À l’occasion de la journée internationale de la philosophie, le collectif des enseignants de philosophie d’Anjouan a organisé, le week-end dernier à Bimbini, une rencontre de réflexion consacrée à l’intelligence artificielle. Interlocuteur central de cet échange, Ankili Mahamoud a défendu une position sans ambiguïté : l’IA ne constitue ni une menace ni un substitut à l’enseignant, mais un outil pédagogique devenu incontournable.
« L’intelligence artificielle permet d’améliorer les capacités des enseignants comme celles des apprenants. Malgré les critiques exprimées ici et là, son usage est désormais inévitable », affirme Ankili Mahamoud, professeur de Philosophie à Anjouan. Selon lui, le véritable défi réside moins dans l’existence de ces technologies que dans leur accompagnement et leur utilisation responsable, afin notamment de rassurer les parents, parfois déstabilisés par la rapidité de ces transformations.
Placée sous le thème « Tradition et innovation : penser la continuité humaine à l’ère de l’intelligence artificielle », cette journée de réflexion autour de l’IA à l’occasion de la journée internationale de la philosophie s’est tenue pour la première fois à Bimbini, après avoir été organisée lors des éditions précédentes à Ouani. Un choix mûrement réfléchi. « Il s’agit d’un processus de maturation », explique Ankili Mahamoud. Trois ans après le lancement de l’initiative, le collectif a souhaité élargir l’expérience. L’idée est venue du jeune proviseur du lycée annexe de Bimbini, Farham Ibrahim Attoumane, lors des corrections du baccalauréat 2025. Le bureau exécutif de la Sophie Anjouan a ensuite donné son accord, mettant en place un dispositif d’organisation et de suivi permanent. Le pari est réussi : Bimbini a placé la barre très haut. Et l’élan se poursuit déjà, puisque Bambao Mtrouni est pressenti pour accueillir l’événement l’an prochain.

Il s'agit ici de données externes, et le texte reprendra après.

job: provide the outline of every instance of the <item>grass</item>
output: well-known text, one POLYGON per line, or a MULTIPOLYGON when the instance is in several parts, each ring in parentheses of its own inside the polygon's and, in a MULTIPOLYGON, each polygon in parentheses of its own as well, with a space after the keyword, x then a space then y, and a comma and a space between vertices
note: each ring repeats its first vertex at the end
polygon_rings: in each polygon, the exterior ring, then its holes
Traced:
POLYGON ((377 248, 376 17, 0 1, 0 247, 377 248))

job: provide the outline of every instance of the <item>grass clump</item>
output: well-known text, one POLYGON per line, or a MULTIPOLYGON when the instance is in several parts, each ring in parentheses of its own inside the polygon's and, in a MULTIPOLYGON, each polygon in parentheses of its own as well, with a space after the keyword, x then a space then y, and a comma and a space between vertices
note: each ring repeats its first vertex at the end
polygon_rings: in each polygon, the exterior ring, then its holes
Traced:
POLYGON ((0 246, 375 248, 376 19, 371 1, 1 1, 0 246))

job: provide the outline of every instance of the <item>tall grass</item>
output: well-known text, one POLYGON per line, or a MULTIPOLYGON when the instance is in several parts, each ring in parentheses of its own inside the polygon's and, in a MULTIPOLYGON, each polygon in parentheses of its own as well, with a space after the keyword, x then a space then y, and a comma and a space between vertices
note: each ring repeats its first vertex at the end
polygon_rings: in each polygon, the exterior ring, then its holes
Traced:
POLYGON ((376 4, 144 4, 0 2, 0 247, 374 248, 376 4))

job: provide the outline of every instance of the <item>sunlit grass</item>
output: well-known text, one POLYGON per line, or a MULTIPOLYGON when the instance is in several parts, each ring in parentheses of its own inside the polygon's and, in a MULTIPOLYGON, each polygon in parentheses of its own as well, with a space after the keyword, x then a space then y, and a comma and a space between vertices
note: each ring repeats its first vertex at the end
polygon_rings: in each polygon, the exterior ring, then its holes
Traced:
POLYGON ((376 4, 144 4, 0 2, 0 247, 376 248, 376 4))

Pour Ankili Mahamoud, un cap important reste toutefois à franchir. « Les autorités éducatives doivent s’approprier cette initiative. Pour l’instant, elle repose uniquement sur le collectif », déplore-t-il. Face aux mutations profondes de la société, l’enseignant appelle l’État à s’engager davantage dans l’intégration réfléchie de la question de l’intelligence artificielle dans les programmes scolaires. Car penser l’IA, conclut-il, « c’est avant tout repenser l’humain, ses valeurs et ses responsabilités ».